How about some more examples?
Still from the article, here is Eric Enge.
The article tells me Enge’s Agency “is one of the SEO sector’s established leaders, with a team of more than 70 analysts and technical personnel.” Like all other videos in this post, this is the first video of Enge I found and used, so that no one could accuse me of cherry-picking my data. So the question remains, does he slur?
Boy does he.
Besides using multi-colored markers for his whiteboard and using a classic YouTube thumbnail with a surprised look on his face (and a pair of sneakers on his hands for some reason), Enge slurs royally. He exchanges his V’s for W’s and scrunches up words into an incoherent mess.
Can we say I’m right, or should we look at another example?
Why not do both?
Here is Barry Schwartz.
The article describes him as “the founder of Search Engine Roundtable, the new editor at Search Engine Land, and host of the annual Search Marketing Expo in Israel.”
The article refers to Schwartz as a prolific contributor to these platforms. Therefore, we can expect some mush-mouthed gems here. Let’s watch.
Wow. That was horrible.
I mean wonderful.
The Medium is the Message Reversed
SEO’s influence on speech patterns is a test case for the susceptibility of human minds to repeated exposure to a particular medium. It reveals how our use of words is not only a tool to shape consciousness but can manipulate us in the process.

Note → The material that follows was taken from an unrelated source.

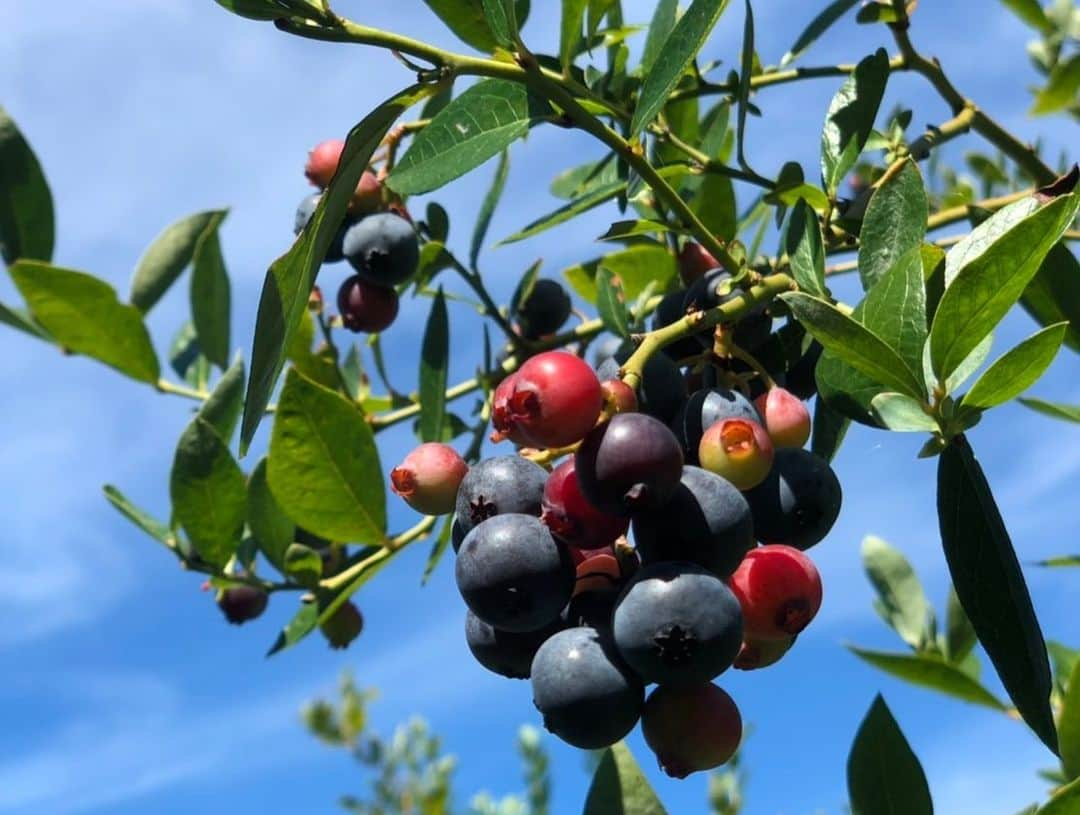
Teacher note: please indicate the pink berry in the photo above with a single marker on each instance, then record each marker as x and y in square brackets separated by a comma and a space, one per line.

In his 1985 book, Amusing Ourselves to Death, Neil Postman argues that television has replaced the written word with images and created a new, visual metaphor for perceiving reality. I view SEO’s effect on speech as reassuring proof that language is not under our dominion entirely. I believe language has a function humans must fulfill, which involves assigning meaning to the world.

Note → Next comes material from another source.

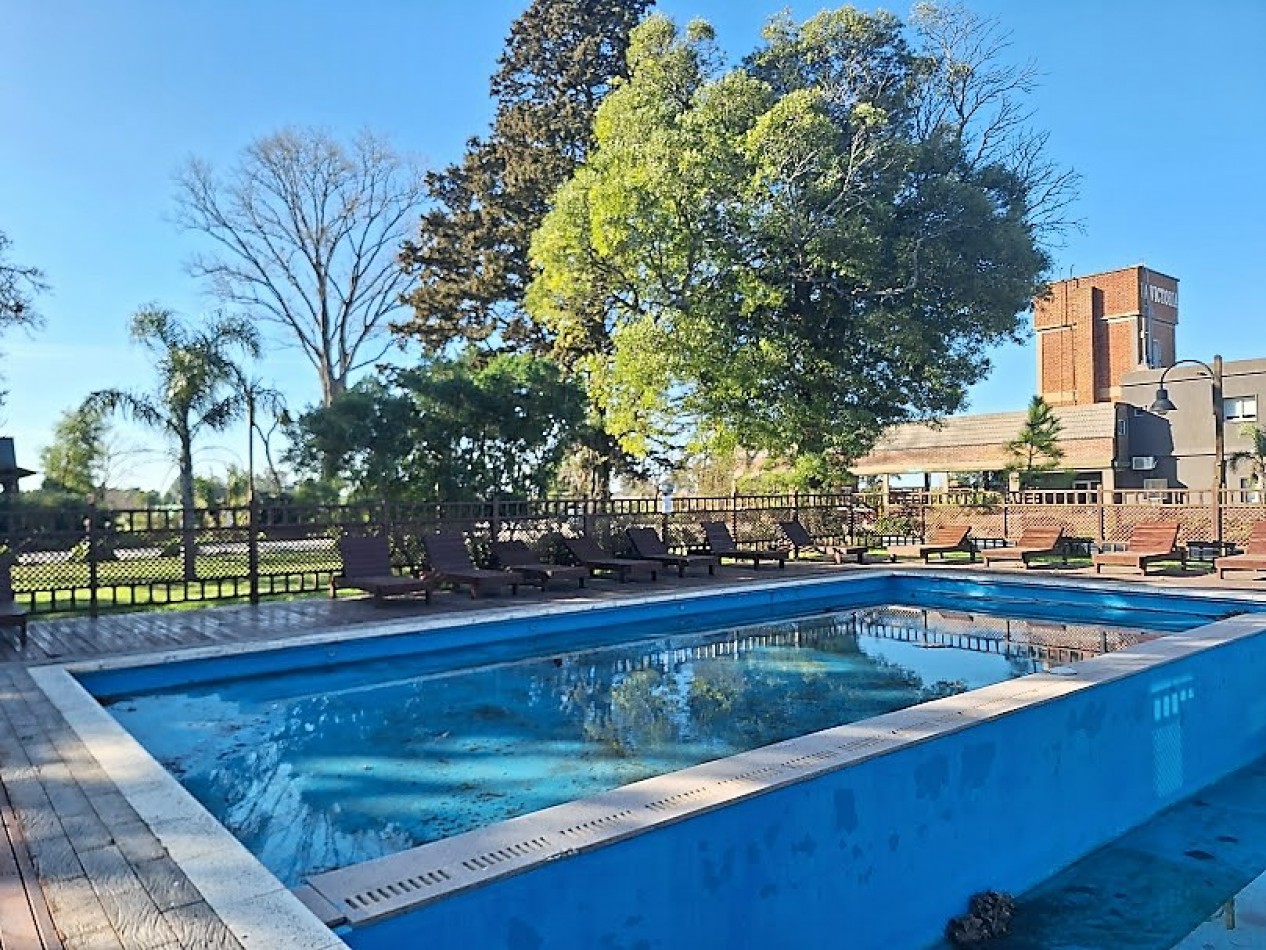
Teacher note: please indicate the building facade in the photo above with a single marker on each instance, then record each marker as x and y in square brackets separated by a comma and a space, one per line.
[1094, 329]
[1104, 341]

When human beings try to emulate the workings of a computer, as with the field of Search Engine Optimization, they are limiting their scope of expressiveness. SEO-speech is what happens when a new medium comes along and humans try to speak its language. A computer does not assign significance to words. It does not perk its ears at the hint of a familiar sound. The result of this limitation is an inability to speak and convey meaning.
SEO slurring should be a lesson against becoming too embedded with media. The desire to control a medium cannot be done by copying its ways. We might learn to control it only, as Postman concludes in his book, by learning to recognize how it affects us.